In the first four months of this year, the capesize fleet grew due to the deliveries of five valemaxes (380,000-400,000 dwt), six VLOCs (200,000-350,000 dwt), one standard capesize (140,000-190,000 dwt) and one baby capesize (100,000-130,000 dwt), amounting to 3.8m dwt entering the already crowded market.
In addition, deliveries scheduled for the rest of this year as well as 2020 and 2021 paint a bleak outlook for the market balance.
A further six valemaxes, 46 VLOCs, 17 standard capesizes, and two baby capesizes are slated to be delivered in 2019. A whopping 24.8m dwt comprising of three valemaxes, 79 VLOCs, 20 standard capesizes and eight baby capsizes has been ordered to be delivered in 2020, and deliveries of 8m dwt in 2021 has already been ordered.
“Because of delays and cancellations, Bimco expects that around 11.1m dwt will be added to the fleet in the rest of the year, followed by 20.4m dwt in 2020,” said Peter Sand, chief shipping analyst of Bimco.
And while demolition activities have risen, they have been insufficient to address the fragility of the market balance.

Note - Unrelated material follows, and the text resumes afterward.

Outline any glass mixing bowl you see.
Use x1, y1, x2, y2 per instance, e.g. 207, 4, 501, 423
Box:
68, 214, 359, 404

From January to April 2019, demolition of dry bulk ships was 120% higher than in the same period of 2018, with much of this increase coming from the scrapping of 18 capesize vessels with a total capacity of 3.4m dwt, up from 1.1m dwt in the previous corresponding period.
The positive effect of the higher demolition rates, however, were offset by reduced demand due to a few market shocks such as the dam collapse in Brazil, bad weather in Australia and the long term challenge of falling Chinese iron ore imports.
“Due to the falling demand for commodities traditionally carried by capesize ships, limiting fleet growth will become even more important if freight rates are to be profitable,” said Sand.
Capesize earnings have averaged $8,079 per day since the start of the year, a loss making level with Bimco estimating that a capesize ship needs to earn around $15,300 per day to be able to cover daily costs.
Even as demolition activity may rise somewhat with the upcoming implementation of the IMO 2020 fuel sulphur cap and the Ballast Water Convention, the market for large dry bulk ships is likely to face continued pressure as there is little potential for substantial growth on the demand side, Sand noted.
On the other hand, prospects for dry bulk ships smaller than capsizes are less concerning as the market conditions are more stable, according to Sand. Despite some disruption to trade lanes due to the trade war, the markets for these smaller ships face fewer disruptions on both the demand and supply side.